Objective: Hypomethylation of LINE-1 elements has emerged as a distinguishing feature in human cancers. Limited evidence indicates that some LINE-1 elements encode an additional internal antisense promoter, and increased hypomethylation of this region may lead to inadvertent activation of evolutionarily methylation-silenced downstream genes. However, the significance of this fundamental epigenetic mechanism in colorectal cancer (CRC) has not been investigated previously.
Design: We analysed tissue specimens from 77 CRC patients with matched sets of normal colonic mucosa, primary CRC tissues (PC), and liver metastasis tissues (LM). LINE-1 methylation levels were determined by quantitative bisulfite pyrosequencing. MET, RAB3IP and CHRM3 protein expression was determined by western blotting and IHC. MET proto-oncogene transcription and 5-hydroxymethylcytosine (5-hmc) were evaluated by quantitative real-time-PCR.

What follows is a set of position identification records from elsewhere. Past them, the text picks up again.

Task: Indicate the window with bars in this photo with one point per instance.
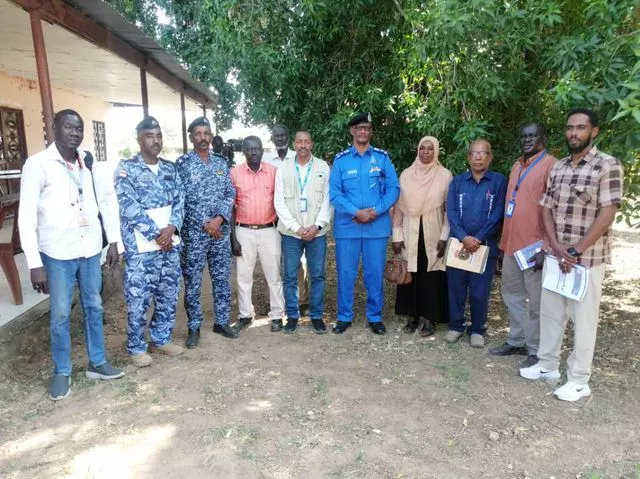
(99, 141)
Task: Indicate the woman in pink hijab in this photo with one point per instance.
(420, 232)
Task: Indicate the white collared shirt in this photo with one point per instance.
(274, 159)
(52, 210)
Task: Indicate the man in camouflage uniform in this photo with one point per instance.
(209, 198)
(148, 186)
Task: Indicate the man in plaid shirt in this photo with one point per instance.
(584, 192)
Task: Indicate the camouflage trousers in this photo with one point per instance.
(151, 275)
(199, 248)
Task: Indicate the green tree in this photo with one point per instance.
(455, 69)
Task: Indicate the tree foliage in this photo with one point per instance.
(454, 69)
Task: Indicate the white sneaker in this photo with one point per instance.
(536, 372)
(572, 391)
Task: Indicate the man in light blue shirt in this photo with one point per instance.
(363, 186)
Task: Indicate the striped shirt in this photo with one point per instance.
(254, 193)
(575, 195)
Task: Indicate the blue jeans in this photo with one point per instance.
(62, 276)
(316, 253)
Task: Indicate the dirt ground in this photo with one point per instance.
(274, 406)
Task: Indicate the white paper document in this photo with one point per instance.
(160, 217)
(572, 285)
(523, 255)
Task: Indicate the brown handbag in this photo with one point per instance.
(397, 270)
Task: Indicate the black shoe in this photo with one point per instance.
(341, 326)
(507, 350)
(59, 387)
(243, 323)
(291, 326)
(531, 360)
(378, 328)
(226, 331)
(192, 339)
(319, 326)
(276, 325)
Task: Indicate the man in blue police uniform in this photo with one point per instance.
(209, 198)
(151, 199)
(363, 186)
(475, 206)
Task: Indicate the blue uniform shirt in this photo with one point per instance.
(139, 189)
(362, 181)
(476, 208)
(208, 189)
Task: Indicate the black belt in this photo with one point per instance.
(257, 227)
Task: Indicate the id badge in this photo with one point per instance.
(83, 219)
(511, 206)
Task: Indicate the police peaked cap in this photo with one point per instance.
(200, 121)
(149, 123)
(364, 117)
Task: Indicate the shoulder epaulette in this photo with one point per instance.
(380, 150)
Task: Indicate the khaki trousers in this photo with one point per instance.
(303, 281)
(264, 244)
(555, 310)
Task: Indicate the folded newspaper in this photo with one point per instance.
(456, 256)
(523, 255)
(572, 285)
(160, 217)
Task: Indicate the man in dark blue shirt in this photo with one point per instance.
(475, 206)
(363, 186)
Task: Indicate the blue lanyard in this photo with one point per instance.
(521, 176)
(306, 176)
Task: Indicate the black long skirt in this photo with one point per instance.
(426, 295)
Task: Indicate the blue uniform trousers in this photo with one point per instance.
(374, 256)
(199, 248)
(151, 275)
(478, 286)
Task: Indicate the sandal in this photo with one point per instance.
(428, 329)
(411, 326)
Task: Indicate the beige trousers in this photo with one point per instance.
(555, 310)
(264, 244)
(303, 281)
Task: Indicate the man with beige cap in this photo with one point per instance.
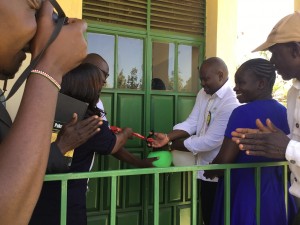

Results: Global LINE-1 methylation levels in LM were significantly lower compared with the matched PC (PC=66.2% vs LM=63.8%; p<0.001). More importantly, we observed that specific LINE-1 sequences residing within the intronic regions of multiple proto-oncogenes, MET (p<0.001), RAB3IP (p=0.05) and CHRM3 (p=0.01), were significantly hypomethylated in LM tissues compared with corresponding matched PC. Furthermore, reduced methylation of specific LINE-1 elements within the MET gene inversely correlated with induction of MET expression in CRC metastases (R=-0.44; p<0.0001). Finally, increased 5-hmc content was associated with LINE-1 hypomethylation.
Conclusions: Our results provide novel evidence that hypomethylation of specific LINE-1 elements permits inadvertent activation of methylation-silenced MET, RAB3IP and CHRM3 proto-oncogenes in CRC metastasis. Moreover, since 5-hmc content inversely correlated with LINE-1 hypomethylation in neoplastic tissues, our results provide important mechanistic insights into the fundamental processes underlying global DNA hypomethylation in human CRC.
Keywords: Colorectal Neoplasia; Methylation; Oncogenes.